Selon l’écrivain Pol Gaillard, Leibniz développa ses idées philosophiques dans des nombreux
ouvrages. Dans la Théodicée (parue en 1710 et traduite en français en 1747). Il aborde, plus
particulièrement le problème de la comptabilité du mal avec l’existence de Dieu.
Voici la démonstration qu’il établit :
Si Dieu existe, il est parfait, et il est le seul parfait. Par conséquent, tout ce qui n’est pas lui est
nécessairement imparfait.
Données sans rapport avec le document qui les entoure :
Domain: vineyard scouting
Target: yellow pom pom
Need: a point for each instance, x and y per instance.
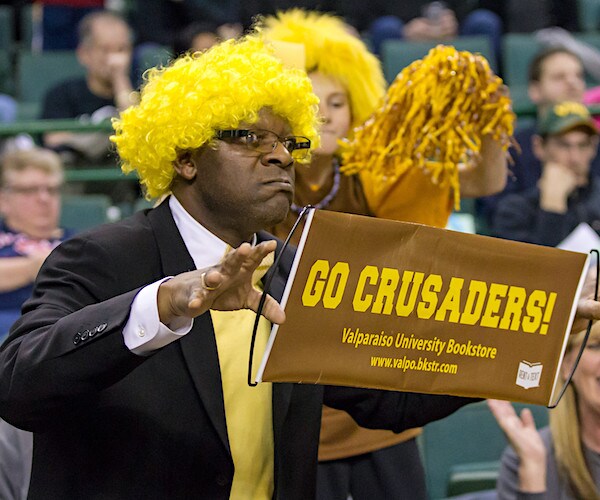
(434, 117)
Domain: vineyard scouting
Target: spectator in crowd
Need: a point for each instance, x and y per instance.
(30, 183)
(422, 20)
(116, 357)
(16, 448)
(555, 75)
(104, 49)
(566, 194)
(60, 19)
(561, 461)
(159, 22)
(196, 36)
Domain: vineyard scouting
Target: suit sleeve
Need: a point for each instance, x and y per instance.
(68, 343)
(396, 411)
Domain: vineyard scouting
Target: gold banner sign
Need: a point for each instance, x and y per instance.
(392, 305)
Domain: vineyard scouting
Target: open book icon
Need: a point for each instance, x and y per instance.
(529, 374)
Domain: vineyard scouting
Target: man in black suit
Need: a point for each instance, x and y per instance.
(129, 362)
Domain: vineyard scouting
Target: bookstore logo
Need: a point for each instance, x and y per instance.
(529, 374)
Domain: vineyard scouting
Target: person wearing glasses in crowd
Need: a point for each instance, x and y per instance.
(561, 461)
(30, 184)
(349, 82)
(129, 363)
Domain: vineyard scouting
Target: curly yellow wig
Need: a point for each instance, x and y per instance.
(332, 50)
(183, 104)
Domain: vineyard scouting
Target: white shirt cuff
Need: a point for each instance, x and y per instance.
(144, 333)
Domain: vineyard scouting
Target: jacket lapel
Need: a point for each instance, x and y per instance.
(199, 347)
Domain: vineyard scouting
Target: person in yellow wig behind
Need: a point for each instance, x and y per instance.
(349, 82)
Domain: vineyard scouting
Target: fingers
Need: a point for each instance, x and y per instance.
(501, 409)
(588, 309)
(527, 418)
(271, 309)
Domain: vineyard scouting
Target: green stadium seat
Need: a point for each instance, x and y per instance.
(469, 436)
(7, 31)
(588, 12)
(518, 50)
(38, 72)
(81, 212)
(471, 477)
(397, 54)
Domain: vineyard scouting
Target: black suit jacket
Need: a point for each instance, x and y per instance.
(110, 424)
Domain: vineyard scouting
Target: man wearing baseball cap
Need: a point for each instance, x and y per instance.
(566, 194)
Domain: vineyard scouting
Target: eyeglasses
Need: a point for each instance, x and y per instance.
(30, 191)
(265, 141)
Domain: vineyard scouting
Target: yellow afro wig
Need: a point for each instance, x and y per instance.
(183, 104)
(333, 50)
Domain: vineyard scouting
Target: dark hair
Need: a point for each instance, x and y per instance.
(184, 39)
(535, 67)
(85, 27)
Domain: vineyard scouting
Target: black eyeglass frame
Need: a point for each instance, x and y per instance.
(295, 145)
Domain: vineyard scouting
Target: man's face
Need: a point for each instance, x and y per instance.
(109, 46)
(240, 190)
(30, 200)
(561, 79)
(334, 110)
(574, 150)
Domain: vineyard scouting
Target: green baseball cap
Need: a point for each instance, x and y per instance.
(565, 116)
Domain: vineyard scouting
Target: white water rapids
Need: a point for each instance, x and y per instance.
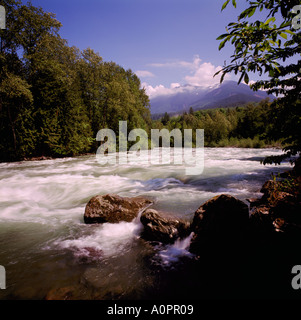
(45, 245)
Sinon Dieu ne serait pas Dieu, il y aurait contradiction.
Mais, d’autre part si Dieu est parfait, il est, par la même nécessité :
-
tout puissant ; il peut tout ce qu’il veut,
-
toute bonté et toute justice ; il ne veut que le bien,
-
toute sagesse ; il sait exactement et harmonieusement adapter les moyens aux fins.
Il en résulte que si Dieu existe, il a nécessairement pu vouloir et su créer le moins imparfait de
tous les mondes imparfaits théoriquement concevable, le mieux adapté aux fins suprêmes- le
meilleur des mondes possibles. D’où le nom de la théorie, qui vient du latin optimum et du
suffixe –isme : « la doctrine du meilleur » (Gaillard 1999 : 21).